La « John Company » va quérir à Londres les appuis nécessaires. Le Premier ministre Henry Palmerston n'hésite pas à qualifier les massacres such as to be imagined and perpetrated only by demons sallying forth from the lowest depths of hell (« abominations telles que seuls les démons issus des profondeurs de l'enfer pourraient les concevoir et les perpétrer »). Les généraux Campbell et Havelock se lancent dans la reconquête des territoires perdus, sans s'embarrasser de mansuétude pour les insurgés et les populations réputées hostiles.

Un aventurier du nom de Nicholson se met à la tête d'un corps de troupes loyales (Sikhs du Pendjab, Gurkhas du Népal et régiments de la reine) et se rend maître de la plus grande partie du riche Pendjab. Il lui reste à reconquérir Delhi mais il manque d'artillerie lourde pour ouvrir une brèche dans les remparts. Après plusieurs mois d'escarmouches et de préparation, Delhi tombe enfin en septembre 1857. Nicholson est tué au cours de la bataille, entraînant la défection d'une partie de l'armée indigène qui le vénérait. L'empereur est arrêté et ses trois fils sommairement exécutés.
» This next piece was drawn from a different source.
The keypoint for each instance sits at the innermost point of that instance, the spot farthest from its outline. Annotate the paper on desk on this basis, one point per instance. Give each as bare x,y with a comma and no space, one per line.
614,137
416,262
La garnison britannique de Lucknow résiste encore aux insurgés Cipayes lorsqu'enfin une troupe de cavaliers écossais fait irruption le 25 septembre 1857. Et le 18 octobre, après quatre mois de siège, les survivants réussissent à s'échapper de la Résidence qui leur avait servi de réduit. Ils abandonnent la ville aux insurgés et c'est en mars 1858 seulement que les Britanniques s'en rendront maîtres à nouveau.

La révolte des Indes septentrionales a vécu. Mais la répression est féroce. On ne fait pas de prisonniers. Les mutins sont exécutés par pendaison. La pratique se répand même de les exécuter en leur tirant au canon à travers le corps ;utre son caractère cruel, le fait de disperser sans retour les restes d'un hindou lui interdit définitivement la survie dans l'au-delà...

Le British Raj

La révolte des Cipayes (en anglais Indian Mutiny ou Sepoys Rebellion) a fait trembler sur ses bases la domination britannique des Indes. Pour éviter le retour d'une pareille insurrection, le gouvernement de Londres abolit le régime de délégation à l 'East Indian Company et décide de diriger désormais la colonie sans intermédiaire.

Les Indes deviennent officiellement une colonie de la Couronne, administrée depuis Londres par un secrétaire d'État pour l'Inde assisté d'un Conseil de l'Inde. Sur place, à Calcutta, réside un gouverneur général ou vice-roi, aidé d'un Conseil législatif et d'un Conseil exécutif. Ainsi la prédiction populaire se trouve-t-elle réalisée dans un sens que n'imaginaient pas les Indiens.

Le dernier empereur moghol est déporté en Birmanie où il meurt sans successeur en 1862. Dans le même temps, près de six cents princes hindous ou musulmans (maharadjahs et nizams) qui ont noué alliance avec le roi d'Angleterre conservent un semblant d'autonomie jusqu'à la proclamation de la République indienne en 1947.

Les pratiques d'expropriation généralisée sont abolies, le respect pour les traditions religieuses institué en règle et les indigènes désormais admis dans les postes subalternes de l'administration (Indian Civil Service). L'armée des Indes limite le recrutement indigène et prescrit le contrôle de l'artillerie par des soldats britanniques.

Enfin, le 1er janvier 1877, sur une suggestion de son Premier ministre Benjamin Disraeli, la reine Victoria est proclamée impératrice des Indes. C'est l'avènement du British Raj (l'Empire britannique en anglo-hindi), héritier de l'empire moghol. Pour la première et unique fois de son Histoire, le sous-continent indien est uni. Cette unité se rompra à l'indépendance, en 1947, avec la sécession du Pakistan.